The narrative takes a darker turn when we examine the first prime minister’s egregiously racist views, including about Aboriginal People. In 1885, in an address to the House of Commons about the Northwest Rebellion, he articulated in one long passage the 150-year catastrophe that Canada’s relationship with First Nations would become. “We have had a wonderful success,” Macdonald declared, “but we still have had the Indians; and then in these half-breeds, enticed by white men, the savage instinct was awakened; the desire of plunder – aye, and, perhaps, the desire of scalping – the savage idea of a warlike glory, which pervades the breast of most men, civilized or uncivilized, was aroused in them, and forgetting all the kindness that had been bestowed upon them, forgetting all the gifts that had been given to them, forgetting all that the Government, the white people and the Parliament of Canada had been doing for them, in trying to rescue them from barbarity; forgetting that we had given them reserves, the means to cultivate those reserves, and the means of education how to cultivate them – forgetting all these things, they rose against us.”
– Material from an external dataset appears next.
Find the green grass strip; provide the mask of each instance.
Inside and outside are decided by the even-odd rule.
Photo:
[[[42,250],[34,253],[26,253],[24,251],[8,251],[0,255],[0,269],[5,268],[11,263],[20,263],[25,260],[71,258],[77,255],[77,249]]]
Macdonald’s defenders point out that virulent racism such as this was common in Canada in the late 1800s, and so should not surprise anyone. Perhaps. But what of the extent to which similar views still obtain today, both in commonly expressed attitudes towards aboriginals among non-aboriginals, and in the law? The bigotry in Macdonald’s speeches is reflected in the 1876 Indian Act, in many places almost word for word. And the Indian Act remains the law of the land in 2015. Though no political party claims to like it, none has made an urgent matter of its abolition. How can that be, if we’re as evolved as we like to imagine?

All of which brings us to a guiding Macdonald trait that is notably absent in modern political Canada: For all his flaws, he was stunningly ambitious and bold. Can anyone imagine him, if he were alive today, settling for the status quo of a 150-year-old arrangement that has evident, serious flaws?

There are good reasons for our modern Constitution-debating-aversion, of course. But there is no denying the reproach implicit in a reading of these speeches, which de facto established Canada. The closest thing we had to a national ambition went away when Brian Mulroney’s Charlottetown Accord failed in 1992. A generation on, for better or worse, we’re still in the gopher hole, hiding out. Sir John, one suspects, would not have understood.